Unauthenticated broken access control in Salon booking system <=10.30.25 allows attackers to perform privileged actions without authentication.

AI Insight

LLM-synthesized narrative grounded in this CVE's description and references.

Unauthenticated broken access control in Salon booking system <=10.30.25 allows attackers to perform privileged actions without authentication.

Vulnerability

The Salon booking system plugin for WordPress versions up to and including 10.30.25 contains an unauthenticated broken access control vulnerability.
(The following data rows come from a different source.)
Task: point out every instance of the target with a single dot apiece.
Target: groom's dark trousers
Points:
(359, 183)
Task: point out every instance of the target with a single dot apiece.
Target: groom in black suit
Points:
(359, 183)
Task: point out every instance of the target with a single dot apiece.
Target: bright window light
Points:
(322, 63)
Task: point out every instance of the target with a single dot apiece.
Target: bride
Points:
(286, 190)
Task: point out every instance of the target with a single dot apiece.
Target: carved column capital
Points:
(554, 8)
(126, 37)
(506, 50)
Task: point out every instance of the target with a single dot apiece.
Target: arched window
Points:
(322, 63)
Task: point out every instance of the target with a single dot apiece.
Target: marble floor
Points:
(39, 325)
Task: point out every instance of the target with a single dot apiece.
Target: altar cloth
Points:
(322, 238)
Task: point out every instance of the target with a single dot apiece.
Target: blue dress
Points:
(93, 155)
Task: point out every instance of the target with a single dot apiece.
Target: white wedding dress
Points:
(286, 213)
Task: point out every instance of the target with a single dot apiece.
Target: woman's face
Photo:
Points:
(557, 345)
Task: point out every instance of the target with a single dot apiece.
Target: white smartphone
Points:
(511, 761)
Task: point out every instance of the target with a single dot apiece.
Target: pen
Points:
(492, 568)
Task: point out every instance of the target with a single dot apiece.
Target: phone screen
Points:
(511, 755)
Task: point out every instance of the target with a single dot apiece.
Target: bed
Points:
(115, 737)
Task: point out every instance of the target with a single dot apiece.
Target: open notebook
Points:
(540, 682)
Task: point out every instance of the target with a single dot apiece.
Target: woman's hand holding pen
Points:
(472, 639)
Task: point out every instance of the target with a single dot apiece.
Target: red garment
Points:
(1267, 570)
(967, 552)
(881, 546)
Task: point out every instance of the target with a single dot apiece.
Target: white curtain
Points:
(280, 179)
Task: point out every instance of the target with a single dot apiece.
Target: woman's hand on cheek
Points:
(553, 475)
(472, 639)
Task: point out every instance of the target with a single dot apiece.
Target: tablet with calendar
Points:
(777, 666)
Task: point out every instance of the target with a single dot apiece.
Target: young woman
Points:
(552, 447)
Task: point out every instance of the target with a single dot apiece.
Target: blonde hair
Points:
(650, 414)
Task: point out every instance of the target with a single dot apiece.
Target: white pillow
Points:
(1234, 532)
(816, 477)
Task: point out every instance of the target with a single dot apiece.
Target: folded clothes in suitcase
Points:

This means that certain functions lack proper authorization or nonce checks, allowing unauthenticated users to execute actions that should require higher privileges [1].

Exploitation

An attacker can exploit this vulnerability without any authentication or user interaction. By sending crafted requests to the vulnerable endpoints, an unauthenticated attacker can trigger privileged actions. The vulnerability is considered highly dangerous and is expected to be used in mass-exploit campaigns targeting thousands of websites [1].

Impact

Successful exploitation allows an attacker to perform actions reserved for higher-privileged users, potentially leading to unauthorized data access, modification, or other malicious activities. The exact impact depends on the specific broken access control functions, but it can result in complete compromise of the affected site [1].

Mitigation

The vulnerability is fixed in version 10.30.26 of the plugin. Users are strongly advised to update immediately. If unable to update, users should contact their hosting provider or web developer for assistance. Patchstack has issued a mitigation rule to block attacks until the update is applied [1].

References
  1. Broken Access Control in WordPress Salon booking system Plugin

AI Insight generated on Jun 15, 2026. Synthesized from this CVE's description and the cited reference URLs; citations are validated against the source bundle.

Affected products

2

Patches

0

No patches discovered yet.

Vulnerability mechanics

No source-code context for this CVE — mechanics is only generated when we can read the actual fix diff. Without that, the four sections (root cause, attack vector, affected code, fix) would be speculation rather than analysis.

References

1

News mentions

0

No linked articles in our index yet.